Abstract
Nechama Gilad1,2, Hila Zukerman1,3, Marjorie Pick1,* and Moshe E. Gatt1,*
1 Department of Hematology, Sharett Institute, Hadassah Medical Organization, Kiryat Hadassah, Jerusalem, Israel
2 Department of Chemistry and Biology, Hebrew University, Jerusalem, Israel
3 Department of Biomedical Engineering, Technion Institute of Technology, Haifa, Israel
* These authors contributed equally to this work
Correspondence to:
Marjorie Pick, | email: | marjorie@cc.huji.ac.il |
Keywords: multiple myeloma; CD24; microenvironment; cell cycle and apoptosis changes; tumorigenicity
Received: April 01, 2019 Accepted: August 12, 2019 Published: September 10, 2019
ABSTRACT
Multiple myeloma (MM) is an incurable neoplasm characterized by infiltration of malignant plasma cells (PCs). Recently, the tumor microenvironment has become of great interest in MM as it known to be involved in progression and metastasis of the disease. CD24, is an adhesion molecule expressed during B cell maturation, is down regulated through the cells differentiation into PCs. Though the role of CD24 in solid cancers is well defined, its role in MM remains unknown. We aimed to understand the involvement of CD24 in MM by up-regulating its expression on MM cell lines by co-culturing the cells with bone marrow stromal cell (BMSCs). We then studied the differences between CD24+ and CD24− MM cells and found that CD24+ MM cells presented a less tumorigenic phenotype by impaired capability to migrate and to create colonies as compared with CD24− MM cells.

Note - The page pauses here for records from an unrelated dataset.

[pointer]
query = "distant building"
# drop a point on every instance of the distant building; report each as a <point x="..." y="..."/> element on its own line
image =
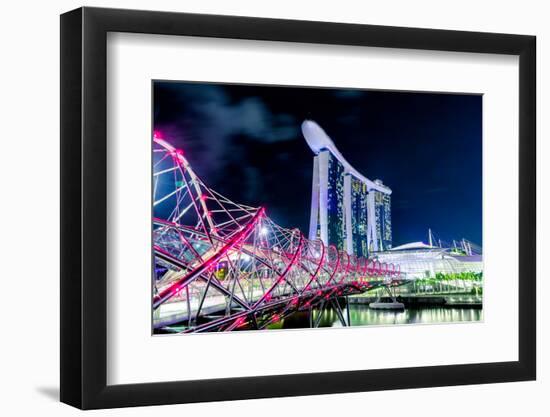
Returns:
<point x="347" y="209"/>
<point x="419" y="260"/>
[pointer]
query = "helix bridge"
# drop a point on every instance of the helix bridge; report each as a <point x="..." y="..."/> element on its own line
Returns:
<point x="223" y="266"/>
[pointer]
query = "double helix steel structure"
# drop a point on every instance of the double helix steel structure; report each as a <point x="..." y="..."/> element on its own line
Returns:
<point x="223" y="266"/>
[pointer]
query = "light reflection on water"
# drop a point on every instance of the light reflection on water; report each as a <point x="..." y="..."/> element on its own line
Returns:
<point x="362" y="315"/>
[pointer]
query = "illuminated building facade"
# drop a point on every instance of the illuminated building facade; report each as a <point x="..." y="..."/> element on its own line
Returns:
<point x="347" y="209"/>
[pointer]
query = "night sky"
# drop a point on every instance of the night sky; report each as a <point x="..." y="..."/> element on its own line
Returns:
<point x="245" y="142"/>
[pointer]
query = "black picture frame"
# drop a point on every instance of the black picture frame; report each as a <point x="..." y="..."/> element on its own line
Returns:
<point x="84" y="207"/>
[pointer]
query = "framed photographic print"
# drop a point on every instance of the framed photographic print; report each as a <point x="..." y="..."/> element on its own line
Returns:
<point x="292" y="207"/>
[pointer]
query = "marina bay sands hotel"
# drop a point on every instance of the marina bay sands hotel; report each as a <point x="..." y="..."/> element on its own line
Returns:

Furthermore, there were significantly more apoptotic cells in the CD24+ fraction. Additionally, the CD24+ cells also upregulated CXCR4 expression. The decrease tumorigenicity correlated with a “more normal” PC immunophenotype in patients with MM and correlated with CD45 expression and a stronger expression of CXCR4. In summary, we found the expression of CD24 on PCs to correlate with attenuated tumorigenicity.